Behind that placid exterior, however, is a stubborn defiance that could spell disaster for his defense. This week, as jury selection got under way in Sacramento, Calif., for his trial on federal charges of killing two men and seriously wounding two others with package bombs, Kaczynski's defense strategy is in turmoil. The first public sign of trouble was the Harvard graduate's abrupt refusal to be examined by prosecution psychiatrists. But Time has learned that he initially resisted examination by even his own doctors. This stance might be endorsed by the "Unabomber Manifesto," which denounces anyone who attempts to "control human behavior," but it could seriously jeopardize his attorneys' efforts to save his life. They had planned to argue that Kaczynski suffers from paranoid schizophrenia, which made him incapable of the intent necessary for him to be held legally responsible for the crimes. But now U.S. District Court Judge Garland Burrell Jr. is weighing a prosecution request to bar all expert psychiatric testimony, leaving his defense in tatters.

Historically, defendants who claim insanity or mental disease in federal trials rarely succeed. But if the jury in this case is allowed to hear details about paranoid schizophrenia, they may see some disturbing parallels with Kaczynski's life. For example, psychiatrists say true schizophrenics often resist diagnosis. "They don't like to think of themselves as mentally ill," says Dr. Ira Glick, a professor of psychiatry at Stanford. "They'd think something else caused their problems, like bad parenting or bad government or too many drugs--anything but being labeled crazy." Kaczynski has lashed out at both his parents and government.

The mystery illness that sent Kaczynski to the hospital when he was only 10 months old could take on new significance. Some researchers believe that schizophrenia could come from a virus that strikes pregnant mothers and infants, causing brain damage that usually doesn't become fully apparent until the teens or early 20s. Kaczynski's family has said he was always an antisocial child and that his behavior got worse as he got older. At 26, he abruptly resigned from a prestigious teaching post at the University of California, Berkeley, and dropped out of society. The first Unabom attack occurred three days after his 36th birthday.

Schizophrenia is an irreversible disease whose symptoms can be curbed but not cured by drugs, according to experts. Is it possible for someone to suffer from paranoid schizophrenia and function for 18 years? Says Glick: "If you pull yourself out of society, live alone and are not married or dating, you can go a long time."

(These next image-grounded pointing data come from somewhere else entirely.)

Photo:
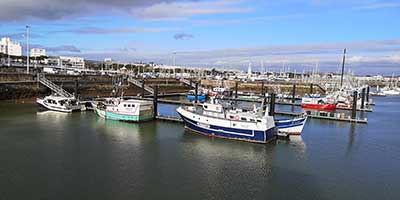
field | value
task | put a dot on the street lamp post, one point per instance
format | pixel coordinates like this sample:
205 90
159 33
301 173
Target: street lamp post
27 49
8 52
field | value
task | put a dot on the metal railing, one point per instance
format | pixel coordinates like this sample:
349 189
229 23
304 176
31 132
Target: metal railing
140 84
187 82
52 86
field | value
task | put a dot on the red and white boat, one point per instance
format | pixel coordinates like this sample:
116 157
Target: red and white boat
318 103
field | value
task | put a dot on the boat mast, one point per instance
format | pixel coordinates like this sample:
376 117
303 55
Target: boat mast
344 60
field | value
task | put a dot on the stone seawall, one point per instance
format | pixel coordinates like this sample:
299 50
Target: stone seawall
255 87
25 86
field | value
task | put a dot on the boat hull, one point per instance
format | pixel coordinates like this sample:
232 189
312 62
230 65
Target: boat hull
43 106
319 106
123 117
199 97
229 133
291 126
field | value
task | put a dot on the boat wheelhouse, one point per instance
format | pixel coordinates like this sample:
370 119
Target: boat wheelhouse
217 120
131 110
59 103
191 96
317 103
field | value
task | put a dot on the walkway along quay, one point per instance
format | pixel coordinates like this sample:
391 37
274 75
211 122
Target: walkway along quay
144 87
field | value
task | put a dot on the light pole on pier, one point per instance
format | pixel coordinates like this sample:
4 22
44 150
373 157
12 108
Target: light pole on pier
8 52
27 49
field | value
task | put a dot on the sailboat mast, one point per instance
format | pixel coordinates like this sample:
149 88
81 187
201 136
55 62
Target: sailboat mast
344 60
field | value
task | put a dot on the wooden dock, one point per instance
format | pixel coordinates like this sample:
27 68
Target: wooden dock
170 119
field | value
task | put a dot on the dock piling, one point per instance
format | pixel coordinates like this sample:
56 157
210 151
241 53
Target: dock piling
363 98
195 91
76 88
155 102
294 93
262 89
354 109
236 88
311 88
143 91
272 104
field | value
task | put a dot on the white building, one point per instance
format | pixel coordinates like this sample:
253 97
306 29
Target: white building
9 47
67 62
37 52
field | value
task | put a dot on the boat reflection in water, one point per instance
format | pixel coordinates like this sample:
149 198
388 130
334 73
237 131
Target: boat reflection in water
296 141
119 131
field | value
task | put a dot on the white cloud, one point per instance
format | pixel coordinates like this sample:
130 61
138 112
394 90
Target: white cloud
15 10
182 10
378 5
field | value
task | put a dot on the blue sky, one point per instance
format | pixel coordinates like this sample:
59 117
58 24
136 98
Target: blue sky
294 34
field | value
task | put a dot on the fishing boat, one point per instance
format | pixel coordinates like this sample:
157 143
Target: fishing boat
191 96
318 103
291 126
224 121
250 97
59 103
125 110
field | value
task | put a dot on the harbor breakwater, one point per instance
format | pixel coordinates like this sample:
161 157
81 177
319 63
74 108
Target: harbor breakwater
25 86
276 87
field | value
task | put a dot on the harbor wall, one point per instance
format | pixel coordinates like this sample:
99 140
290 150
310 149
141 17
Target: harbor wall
25 86
255 87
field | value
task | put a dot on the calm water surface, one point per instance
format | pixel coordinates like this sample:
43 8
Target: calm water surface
80 156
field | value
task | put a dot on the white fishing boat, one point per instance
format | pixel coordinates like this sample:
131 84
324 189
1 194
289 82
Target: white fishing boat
291 126
131 110
59 103
215 120
225 121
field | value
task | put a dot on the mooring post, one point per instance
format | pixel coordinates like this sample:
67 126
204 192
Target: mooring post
195 92
143 91
262 89
155 100
76 88
311 88
236 88
363 98
272 104
354 109
294 93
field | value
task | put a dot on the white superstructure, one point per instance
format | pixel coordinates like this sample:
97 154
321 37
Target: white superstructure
9 47
59 103
37 52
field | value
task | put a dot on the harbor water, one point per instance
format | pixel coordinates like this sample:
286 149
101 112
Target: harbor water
50 155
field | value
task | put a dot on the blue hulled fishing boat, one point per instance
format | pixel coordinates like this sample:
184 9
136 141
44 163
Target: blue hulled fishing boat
225 121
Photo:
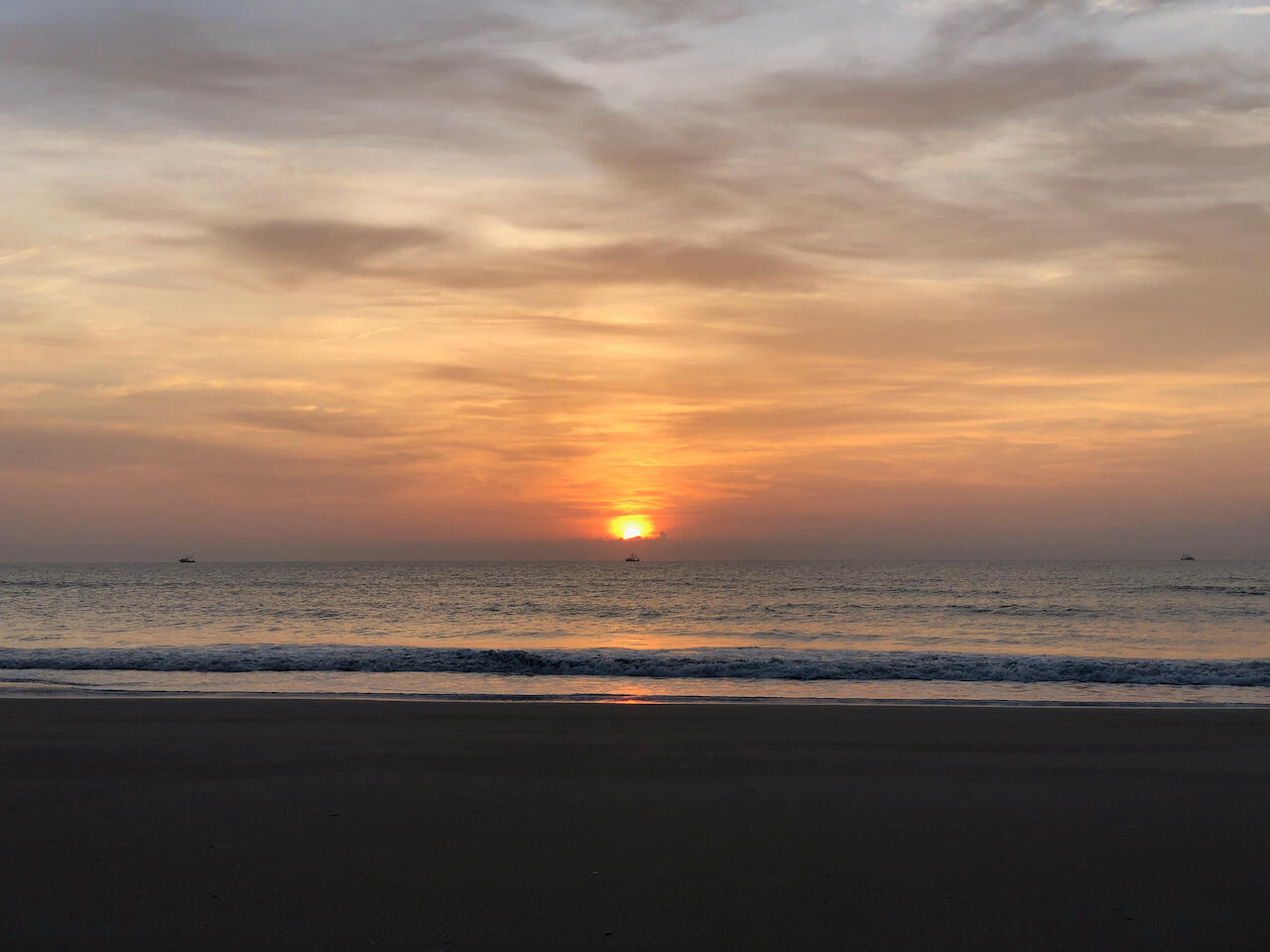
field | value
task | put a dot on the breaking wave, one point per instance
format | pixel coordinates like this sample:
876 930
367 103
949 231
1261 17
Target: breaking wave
746 662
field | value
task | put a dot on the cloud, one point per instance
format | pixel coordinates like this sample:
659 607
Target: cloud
298 246
965 95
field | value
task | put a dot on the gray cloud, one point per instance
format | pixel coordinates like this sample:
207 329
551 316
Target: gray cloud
964 95
320 245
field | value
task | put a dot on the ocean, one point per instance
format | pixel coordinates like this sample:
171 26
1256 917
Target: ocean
1116 633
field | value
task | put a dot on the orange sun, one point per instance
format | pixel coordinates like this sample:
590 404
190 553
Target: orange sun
630 527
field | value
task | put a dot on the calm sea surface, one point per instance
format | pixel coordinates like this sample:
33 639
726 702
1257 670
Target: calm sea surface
1005 633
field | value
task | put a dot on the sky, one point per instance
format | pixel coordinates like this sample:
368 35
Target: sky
402 280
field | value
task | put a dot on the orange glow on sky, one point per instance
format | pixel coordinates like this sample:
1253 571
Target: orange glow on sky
629 527
984 296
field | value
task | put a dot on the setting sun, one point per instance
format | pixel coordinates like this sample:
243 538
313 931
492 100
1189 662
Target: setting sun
630 527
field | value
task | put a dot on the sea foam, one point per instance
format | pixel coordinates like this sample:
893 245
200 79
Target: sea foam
747 662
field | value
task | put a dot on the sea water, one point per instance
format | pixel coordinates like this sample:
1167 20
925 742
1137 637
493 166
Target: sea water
1193 633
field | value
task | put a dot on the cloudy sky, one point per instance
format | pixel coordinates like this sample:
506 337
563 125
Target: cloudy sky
400 278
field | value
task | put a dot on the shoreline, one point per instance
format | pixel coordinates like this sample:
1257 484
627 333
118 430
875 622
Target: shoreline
44 690
220 823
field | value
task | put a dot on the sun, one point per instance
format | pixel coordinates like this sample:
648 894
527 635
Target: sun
630 527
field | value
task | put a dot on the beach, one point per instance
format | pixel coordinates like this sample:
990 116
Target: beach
244 823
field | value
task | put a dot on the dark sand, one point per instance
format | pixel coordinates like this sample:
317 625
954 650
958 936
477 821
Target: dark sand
244 824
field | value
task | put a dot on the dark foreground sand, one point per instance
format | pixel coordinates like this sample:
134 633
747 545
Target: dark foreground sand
189 824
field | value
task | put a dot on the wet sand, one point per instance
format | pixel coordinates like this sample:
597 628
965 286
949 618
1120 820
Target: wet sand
296 824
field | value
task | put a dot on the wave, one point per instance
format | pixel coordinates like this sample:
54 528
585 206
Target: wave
744 662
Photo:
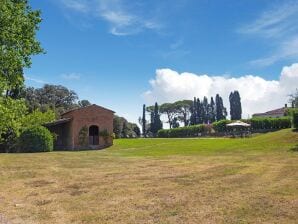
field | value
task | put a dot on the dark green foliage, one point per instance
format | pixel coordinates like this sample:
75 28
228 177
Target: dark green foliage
189 131
35 139
294 115
221 126
83 136
270 123
124 129
221 111
156 123
55 97
144 121
235 105
18 24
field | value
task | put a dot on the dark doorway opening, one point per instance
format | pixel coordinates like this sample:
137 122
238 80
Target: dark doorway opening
93 135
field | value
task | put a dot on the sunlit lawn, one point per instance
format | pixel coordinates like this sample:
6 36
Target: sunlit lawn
250 180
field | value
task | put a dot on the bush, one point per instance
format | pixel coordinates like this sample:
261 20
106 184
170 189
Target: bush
295 119
221 126
189 131
270 123
35 139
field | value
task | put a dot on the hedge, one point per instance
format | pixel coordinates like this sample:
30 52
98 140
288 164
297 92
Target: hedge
189 131
35 139
270 123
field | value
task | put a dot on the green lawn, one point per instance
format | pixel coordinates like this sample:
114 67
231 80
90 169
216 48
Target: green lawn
251 180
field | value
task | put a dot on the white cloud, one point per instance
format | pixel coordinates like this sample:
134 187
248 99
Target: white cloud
257 94
121 19
71 76
39 81
279 26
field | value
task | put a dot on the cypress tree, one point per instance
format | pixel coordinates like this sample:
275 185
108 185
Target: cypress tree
235 105
200 112
212 113
144 121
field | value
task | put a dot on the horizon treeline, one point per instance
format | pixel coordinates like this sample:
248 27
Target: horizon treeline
190 112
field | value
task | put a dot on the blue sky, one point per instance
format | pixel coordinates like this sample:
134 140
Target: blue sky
121 53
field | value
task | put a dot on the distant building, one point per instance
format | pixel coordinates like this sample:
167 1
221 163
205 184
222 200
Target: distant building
81 128
280 112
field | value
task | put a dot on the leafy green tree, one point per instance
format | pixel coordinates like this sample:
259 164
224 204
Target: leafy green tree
294 99
55 97
18 43
235 105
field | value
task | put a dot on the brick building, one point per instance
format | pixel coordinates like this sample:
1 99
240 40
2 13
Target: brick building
89 127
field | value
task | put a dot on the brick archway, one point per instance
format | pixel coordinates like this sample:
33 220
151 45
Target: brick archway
93 135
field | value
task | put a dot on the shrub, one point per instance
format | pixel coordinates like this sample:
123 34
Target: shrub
220 126
189 131
295 119
35 139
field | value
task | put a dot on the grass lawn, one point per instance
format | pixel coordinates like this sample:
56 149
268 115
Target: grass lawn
252 180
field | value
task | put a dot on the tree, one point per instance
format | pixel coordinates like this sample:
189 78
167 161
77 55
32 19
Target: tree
55 97
294 99
18 43
212 111
205 110
221 111
183 108
156 123
144 121
193 111
170 111
235 105
84 103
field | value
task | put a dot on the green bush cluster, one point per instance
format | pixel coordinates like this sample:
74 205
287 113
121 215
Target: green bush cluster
221 126
270 123
35 139
189 131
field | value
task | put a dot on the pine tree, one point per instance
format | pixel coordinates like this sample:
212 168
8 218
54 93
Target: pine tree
235 105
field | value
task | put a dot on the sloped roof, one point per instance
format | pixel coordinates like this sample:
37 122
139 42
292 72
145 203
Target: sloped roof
82 108
273 112
60 121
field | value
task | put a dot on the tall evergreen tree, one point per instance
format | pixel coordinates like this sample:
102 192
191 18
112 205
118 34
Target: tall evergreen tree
212 111
235 105
156 123
200 112
144 121
205 109
193 116
220 109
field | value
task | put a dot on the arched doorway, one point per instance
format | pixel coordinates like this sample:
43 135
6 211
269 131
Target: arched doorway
93 135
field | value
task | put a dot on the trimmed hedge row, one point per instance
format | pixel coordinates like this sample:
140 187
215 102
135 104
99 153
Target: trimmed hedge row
221 127
270 123
189 131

From their first contact with the FBI, the family warned that Kaczynski had severe mental problems. And three months after his arrest on April 3, 1996, at his mountainside cabin outside Lincoln, Mont., family attorney Anthony Bisceglie cited Kaczynski's mental illness as a reason the government should not seek the death penalty. "In his correspondence, Ted projects his own feelings of anger, depression and powerlessness onto society at large--a society of which he has never really been a member," Bisceglie wrote lead prosecutor Robert Cleary. "He blames these ill effects on a wide variety of external factors, including childhood classmates, teachers and his family as well as the media, chemical and electronic mind control, education, science and technology.

For those who survived attacks by the Unabomber, the prospect of a trial evokes feelings ranging from dread to relief. University of Colorado engineering professor John Hauser, who was an Air Force pilot and aspiring astronaut when he was injured in a May 1985 bombing at Berkeley, says the arrest of a suspect and the halt to the bombings meant more to him than the trial. "If having the trial over means that I could fly jets again and pursue those paths, I'd say, 'Hey, great! Cool!'" he told TIME. "But it's not going to bring my hand back or the use of my arm. So the trial doesn't matter all that much. I'm not going to regain what I've lost."